For the last nine months, Saul had glimpsed the albino deer, always at a distance, on the fringes of the property that he and Patsy rented. After work or on weekends, he had walked across the unfarmed fields up to the next property line, marked by rusting fence posts, or, past the fields, into the neighboring woods of silver maple and scrub oak, hoping to get a sight of the animal and to find out why it was pestering him. It had only revealed itself, however, when he had not been looking for it, and it had this out-of-the-corner-of-the-eye trick that made Saul feel as if the deer had a project of some sort, like converting him to Catholicism or explaining fatherhood to him. Once it had stood grazing near a stump and was visible until he looked directly at it. Then it disappeared with one instantaneous leap into the underbrush. Here, there, gone. It gave him the shivers, this hallucinatory beast with pink eyes and white fur.
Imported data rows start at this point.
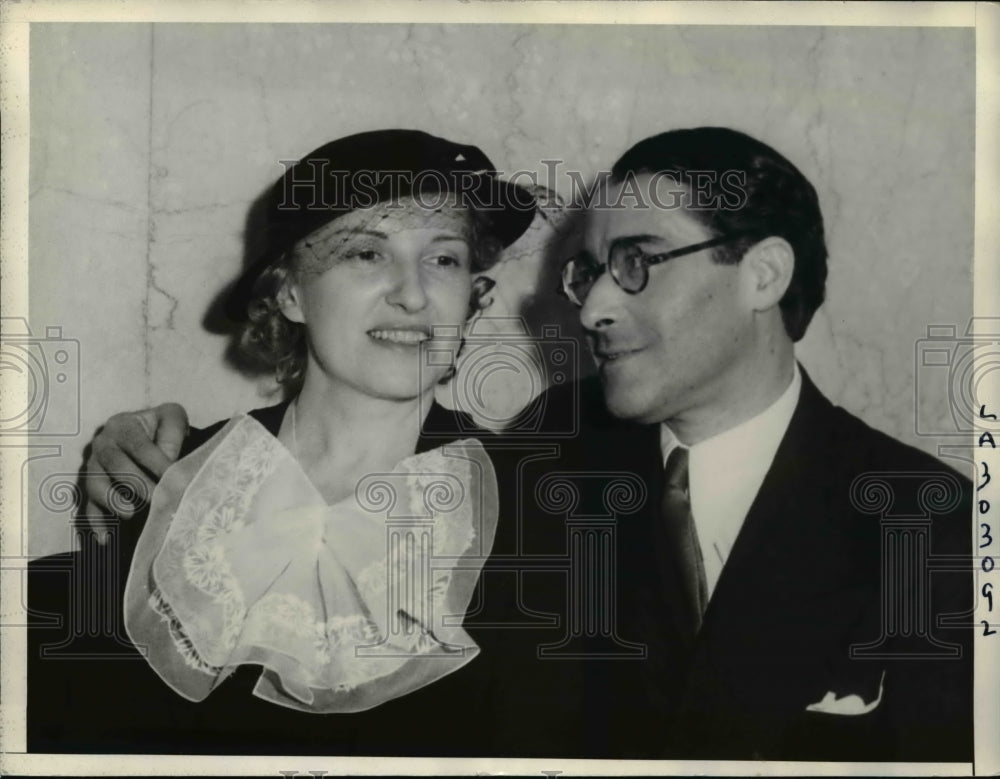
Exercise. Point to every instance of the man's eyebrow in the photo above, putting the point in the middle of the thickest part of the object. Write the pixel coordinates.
(626, 241)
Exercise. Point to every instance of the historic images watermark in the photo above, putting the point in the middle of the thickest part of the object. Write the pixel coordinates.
(317, 185)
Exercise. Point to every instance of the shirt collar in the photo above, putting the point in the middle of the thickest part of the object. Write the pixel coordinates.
(726, 472)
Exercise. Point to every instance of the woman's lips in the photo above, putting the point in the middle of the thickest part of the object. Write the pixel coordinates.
(400, 336)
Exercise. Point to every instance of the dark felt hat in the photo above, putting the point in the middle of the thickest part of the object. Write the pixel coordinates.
(362, 170)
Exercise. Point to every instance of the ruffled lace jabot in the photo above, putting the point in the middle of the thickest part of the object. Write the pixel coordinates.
(345, 606)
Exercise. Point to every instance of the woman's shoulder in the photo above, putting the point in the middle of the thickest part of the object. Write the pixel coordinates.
(269, 417)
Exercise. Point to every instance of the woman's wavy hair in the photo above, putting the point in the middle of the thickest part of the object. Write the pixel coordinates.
(273, 342)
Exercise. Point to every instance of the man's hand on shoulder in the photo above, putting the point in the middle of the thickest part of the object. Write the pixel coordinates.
(129, 455)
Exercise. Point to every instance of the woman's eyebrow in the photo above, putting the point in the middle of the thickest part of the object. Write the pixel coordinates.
(437, 237)
(359, 231)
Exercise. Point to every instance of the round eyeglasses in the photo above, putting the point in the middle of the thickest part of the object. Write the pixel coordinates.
(629, 267)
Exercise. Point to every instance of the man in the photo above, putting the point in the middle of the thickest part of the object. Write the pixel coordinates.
(757, 603)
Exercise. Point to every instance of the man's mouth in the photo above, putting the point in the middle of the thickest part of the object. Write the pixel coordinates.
(407, 337)
(605, 356)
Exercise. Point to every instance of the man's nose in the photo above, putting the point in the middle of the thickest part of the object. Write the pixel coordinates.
(600, 307)
(407, 291)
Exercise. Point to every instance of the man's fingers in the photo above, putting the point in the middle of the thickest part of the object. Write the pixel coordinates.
(172, 428)
(133, 435)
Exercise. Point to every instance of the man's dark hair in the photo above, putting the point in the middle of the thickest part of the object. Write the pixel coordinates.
(746, 187)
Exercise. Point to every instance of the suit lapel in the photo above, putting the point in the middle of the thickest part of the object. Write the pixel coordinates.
(786, 596)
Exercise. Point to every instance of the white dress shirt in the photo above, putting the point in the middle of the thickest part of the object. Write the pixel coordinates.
(725, 473)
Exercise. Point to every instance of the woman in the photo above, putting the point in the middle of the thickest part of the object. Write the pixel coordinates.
(320, 551)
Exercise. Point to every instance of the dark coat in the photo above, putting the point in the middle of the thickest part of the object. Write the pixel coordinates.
(575, 612)
(97, 694)
(803, 584)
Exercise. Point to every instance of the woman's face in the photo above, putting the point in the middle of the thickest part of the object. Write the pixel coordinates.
(383, 294)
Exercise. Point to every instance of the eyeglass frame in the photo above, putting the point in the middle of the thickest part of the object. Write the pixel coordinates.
(647, 261)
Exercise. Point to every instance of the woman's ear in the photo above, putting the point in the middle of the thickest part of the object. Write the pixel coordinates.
(478, 302)
(289, 299)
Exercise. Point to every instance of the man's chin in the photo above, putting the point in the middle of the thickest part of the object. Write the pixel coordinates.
(623, 402)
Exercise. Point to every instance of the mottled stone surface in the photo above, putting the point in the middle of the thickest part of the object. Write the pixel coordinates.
(150, 143)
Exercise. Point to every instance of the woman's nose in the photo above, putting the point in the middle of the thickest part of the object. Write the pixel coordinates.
(407, 291)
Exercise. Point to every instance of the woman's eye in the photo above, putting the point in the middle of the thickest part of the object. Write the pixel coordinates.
(365, 255)
(447, 261)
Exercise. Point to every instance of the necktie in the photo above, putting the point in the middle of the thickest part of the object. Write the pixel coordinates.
(683, 537)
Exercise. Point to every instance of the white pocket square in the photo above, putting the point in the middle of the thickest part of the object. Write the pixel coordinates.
(849, 705)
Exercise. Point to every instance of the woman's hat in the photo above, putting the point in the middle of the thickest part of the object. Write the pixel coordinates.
(362, 170)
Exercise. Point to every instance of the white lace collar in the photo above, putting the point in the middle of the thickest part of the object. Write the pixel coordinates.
(345, 606)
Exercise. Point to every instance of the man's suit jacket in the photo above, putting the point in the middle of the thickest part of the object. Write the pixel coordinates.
(819, 567)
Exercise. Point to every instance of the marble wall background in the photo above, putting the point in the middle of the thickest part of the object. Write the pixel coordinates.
(150, 142)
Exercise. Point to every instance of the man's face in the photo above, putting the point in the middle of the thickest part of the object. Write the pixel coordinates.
(675, 348)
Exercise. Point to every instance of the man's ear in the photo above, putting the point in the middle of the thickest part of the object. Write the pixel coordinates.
(768, 266)
(289, 299)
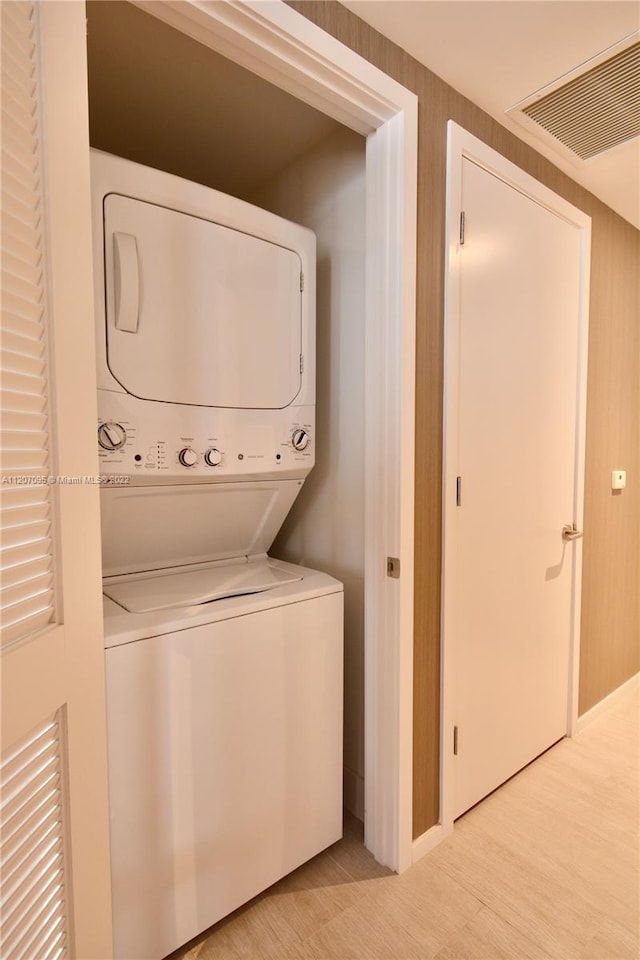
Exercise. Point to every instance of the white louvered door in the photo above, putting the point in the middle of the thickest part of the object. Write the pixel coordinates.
(55, 891)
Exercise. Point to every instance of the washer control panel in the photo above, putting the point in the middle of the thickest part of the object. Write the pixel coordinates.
(174, 444)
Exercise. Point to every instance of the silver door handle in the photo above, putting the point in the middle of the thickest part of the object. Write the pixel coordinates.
(569, 532)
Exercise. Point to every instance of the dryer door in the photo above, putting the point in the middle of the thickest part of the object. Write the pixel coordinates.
(199, 313)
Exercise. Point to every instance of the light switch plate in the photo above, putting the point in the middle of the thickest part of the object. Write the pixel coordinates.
(618, 479)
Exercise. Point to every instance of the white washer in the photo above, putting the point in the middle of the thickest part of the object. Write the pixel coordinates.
(223, 666)
(225, 743)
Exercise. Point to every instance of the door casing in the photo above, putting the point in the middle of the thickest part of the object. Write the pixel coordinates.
(460, 145)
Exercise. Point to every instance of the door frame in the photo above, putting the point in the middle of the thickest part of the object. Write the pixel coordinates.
(463, 145)
(280, 45)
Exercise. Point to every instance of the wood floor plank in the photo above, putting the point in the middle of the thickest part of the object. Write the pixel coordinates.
(546, 867)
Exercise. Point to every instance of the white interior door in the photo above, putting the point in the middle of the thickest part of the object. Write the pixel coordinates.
(516, 460)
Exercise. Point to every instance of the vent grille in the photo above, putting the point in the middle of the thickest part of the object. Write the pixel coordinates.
(32, 849)
(597, 110)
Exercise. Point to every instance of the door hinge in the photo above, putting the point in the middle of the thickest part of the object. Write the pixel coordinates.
(393, 567)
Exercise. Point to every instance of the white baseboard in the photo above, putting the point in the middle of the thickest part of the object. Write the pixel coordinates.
(607, 702)
(354, 793)
(430, 839)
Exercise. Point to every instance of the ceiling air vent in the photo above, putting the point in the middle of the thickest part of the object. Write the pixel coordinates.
(593, 111)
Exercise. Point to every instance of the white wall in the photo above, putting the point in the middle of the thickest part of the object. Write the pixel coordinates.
(325, 190)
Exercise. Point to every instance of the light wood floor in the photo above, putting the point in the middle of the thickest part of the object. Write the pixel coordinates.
(545, 867)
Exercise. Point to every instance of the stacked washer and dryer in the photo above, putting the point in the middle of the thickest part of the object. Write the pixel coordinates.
(223, 665)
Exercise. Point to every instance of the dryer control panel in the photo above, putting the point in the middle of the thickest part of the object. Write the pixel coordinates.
(175, 446)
Out on his walks, or while jogging, searching the ground for clues, Saul went into emotional reveries, which Patsy had characterized as manic-depressive fits, a phrase that Saul hated. He missed the old pre-therapeutic words like “sorrow” and “exuberance” and “forbearance.” Just now he was a bit short of forbearance. What was he doing out here taking these walks? The sky lately was habitually overcast, like a patient in need of therapy. There were no hills worth mentioning. You couldn’t eat the berries that grew here because if you did, you would sicken. The streams and creeks hardly flowed at all because the ground was so flat that the water became indecisive. Yes, semirural Michigan (things were changing: there was a new outlet mall two miles away, they had paved Whitefeather Road and were beginning to put up stoplights, and condos were being built in a hurry) was a blank slate, but he felt right at home in it, just like that freak of nature, that deer. Maybe everywhere was a blank slate. And now he had a daughter, right here, to care for. A daughter! The fungal smell of wood rot in the culverts strengthened him, he believed, made him a better man, perhaps a better father, or at least made him think of words that nobody used anymore, such as “rue.”